Market research firm IHS (NYSE: IHS) says that service providers globally will increase their spending on software-defined networking (SDN) software, hardware, and services from $103 million in 2014 to $5.7 billion in 2019.
The prediction, contained in the new "2015 IHS Infonetics Carrier SDN Hardware, Software, and Services" report, follows a forecast from IHS that network operators will spend $11.6 billion on network functions virtualization (NFV) technology by 2019 as well (see "NFV market to jump 5X in four years says IHS"). The market research firm previously had predicted carriers would spend $11 billion on SDN and NFV combined in 2018 (see "Carrier SDN and NFV market worth $11B by 2018 says Infonetics").

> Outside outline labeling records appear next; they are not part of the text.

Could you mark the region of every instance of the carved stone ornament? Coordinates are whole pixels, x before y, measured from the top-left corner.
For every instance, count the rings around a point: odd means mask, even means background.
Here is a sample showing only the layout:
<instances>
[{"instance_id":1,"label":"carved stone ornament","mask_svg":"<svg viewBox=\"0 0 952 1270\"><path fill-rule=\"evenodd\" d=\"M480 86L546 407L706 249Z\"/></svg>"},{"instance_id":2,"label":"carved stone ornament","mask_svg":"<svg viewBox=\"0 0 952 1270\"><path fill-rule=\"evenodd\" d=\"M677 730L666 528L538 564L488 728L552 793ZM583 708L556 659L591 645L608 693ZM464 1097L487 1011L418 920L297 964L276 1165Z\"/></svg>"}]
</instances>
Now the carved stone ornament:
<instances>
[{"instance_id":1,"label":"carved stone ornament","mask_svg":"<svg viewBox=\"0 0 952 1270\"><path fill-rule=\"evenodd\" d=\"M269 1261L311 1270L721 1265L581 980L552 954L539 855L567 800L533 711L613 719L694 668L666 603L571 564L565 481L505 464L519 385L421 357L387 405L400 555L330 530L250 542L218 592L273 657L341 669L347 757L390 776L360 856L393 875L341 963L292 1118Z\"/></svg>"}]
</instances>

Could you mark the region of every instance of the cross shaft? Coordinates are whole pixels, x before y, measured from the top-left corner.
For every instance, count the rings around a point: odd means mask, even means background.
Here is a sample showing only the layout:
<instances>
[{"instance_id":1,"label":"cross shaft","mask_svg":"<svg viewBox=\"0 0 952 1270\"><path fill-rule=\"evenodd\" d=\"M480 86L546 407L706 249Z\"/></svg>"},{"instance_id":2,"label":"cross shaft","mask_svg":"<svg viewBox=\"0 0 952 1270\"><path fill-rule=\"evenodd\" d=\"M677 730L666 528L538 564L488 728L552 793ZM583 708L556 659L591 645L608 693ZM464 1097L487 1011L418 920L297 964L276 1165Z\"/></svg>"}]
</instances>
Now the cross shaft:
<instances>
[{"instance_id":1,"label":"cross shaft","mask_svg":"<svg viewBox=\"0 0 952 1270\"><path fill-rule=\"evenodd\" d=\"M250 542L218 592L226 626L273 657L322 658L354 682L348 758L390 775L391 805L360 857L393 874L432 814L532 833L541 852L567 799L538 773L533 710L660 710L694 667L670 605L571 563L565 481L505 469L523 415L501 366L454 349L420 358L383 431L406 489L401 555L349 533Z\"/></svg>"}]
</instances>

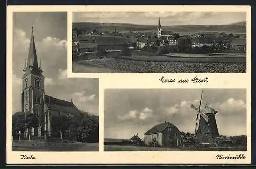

The market is still something of a moving target. "We're still early in the long-term, 10- to 15-year transformation of service provider networks to SDN. Momentum is strong, but we won't see widespread commercial deployments where bigger parts of - let alone whole - networks are controlled by SDN until 2016 through 2020," said Michael Howard, senior research director for carrier networks at IHS.
Regardless of how long it takes, carriers will spend a significant amount of money on the transformation to SDN. Much of this will target software, including network apps, such as traffic analytics, and orchestration and controller software. IHS believes service providers will boost their spending on SDN software by 15X from 2015 to 2019.
Meanwhile, carriers are scrounging for SDN expertise, with many looking to the vendor community for help. IHS expects spending for outsourced services for SDN projects to increase at a compound annual growth rate (CAGR) of 199% between 2014 and 2019.
The "2015 IHS Infonetics Carrier SDN Hardware, Software, and Services" report examines the markets and trends related to building service provider SDNs. It tracks software that provides orchestration, controller, and application functions; outsourced services for SDN projects; and hardware in use for SDN networks, including routers, switches, WDM, and video content delivery network (CDN) equipment, and other telecom equipment controlled by SDN orchestration and controllers, such as CPE.